26 February 2020

‘Cloud Snooper’ operation uses a unique combination of techniques to evade detection


‘Cloud Snooper’ operation uses a unique combination of techniques to evade detection

Researchers at SophosLabs came across a sophisticated attack that uses a unique combination of techniques to evade detection and that allows the malware to communicate with its command and control (C2) servers through a firewall. Dubbed “Cloud Snooper”, the attack has been discovered during investigation of a malware infection of cloud infrastructure servers hosted in the Amazon Web Services (AWS) cloud and appears to be the work of a nation-state sponsored threat actor.

“Though we discovered the technique in use on AWS, the problem is not an AWS problem per se. It represents a method of piggybacking C2 traffic on a legitimate traffic, such as normal web traffic, in a way that can bypass many, if not most, firewalls,” Sophos said.

In the observed attack, the compromised systems were running both Linux and Windows EC2 instances. While the AWS security groups were configured to only allow inbound HTTP or HTTPS traffic, the hacked Linux system was still listening for inbound connections on ports 2080/TCP and 2053/TCP.

Further analysis revealed the compromised system was infected with a rootkit that allowed its operators to remotely control the server through the AWS SGs, as well as communicate with, and remotely control, malware on any server behind any boundary firewall, even an on-premises server.

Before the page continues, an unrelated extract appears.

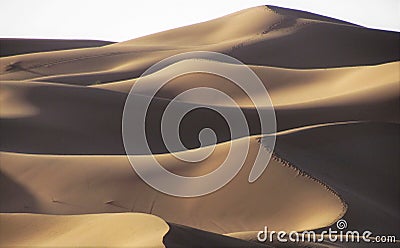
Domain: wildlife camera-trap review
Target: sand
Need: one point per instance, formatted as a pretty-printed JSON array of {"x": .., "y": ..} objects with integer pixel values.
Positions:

The researchers identified multiple Linux hosts, infected with the same or a similar rootkit and a Windows system with a backdoor based on the Gh0st RAT malware that communicated with a similar C2 as other compromised Linux hosts in a similar manner.

Sophos has not been able to identify how exactly the attackers managed to breach the client’s system in the first place, but researchers believe the hackers may have accessed the server through SSH, protected with password authentication.

The infection involves a rootkit that inspects network traffic, and a backdoor that communicates with command and control server via rootkit.

To bypass the server’s firewall, the attackers disguised C2 traffic as legitimate traffic, thus ensuring that the firewall does not block traffic that contains instructions for the malware or traffic that contains data sent back to the C2 server.

“In order to get around the firewall rules, the attackers communicate with the rootkit by sending innocent-looking requests to the web server on the normal web server ports. A listener that inspects inbound traffic before it reaches the web server intercepts the specially-crafted requests, and sends instructions to the malware based on characteristics of those requests,” Sophos explained.

“The listener sends a ‘reconstructed’ C2 command to the backdoor Trojan installed by the rootkit. Depending on the commands included into C2 traffic, the attacker may use the backdoor to steal sensitive data from the target. The collected data is then delivered back with the C2 traffic. Only this time, the rootkit has to masquerade it again in order to bypass the [firewall] once again in order to bypass the guards: the wolf dresses itself in sheep’s clothing once again. Once outside, the C2 traffic delivers the collected data back to the attackers.”

During an entire operation, the normal web traffic keeps flowing to and from the web server through the allowed gate while the C2 traffic stays largely indistinguishable from the legitimate web traffic.

“This case is extremely interesting as it demonstrates the true multi-platform nature of a modern attack. When it comes to prevention against this or similar attacks, AWS SGs provide a robust boundary firewall for EC2 instances. However, this firewall does not eliminate the need for network administrators to keep all external-facing services fully patched,” the researchers concluded.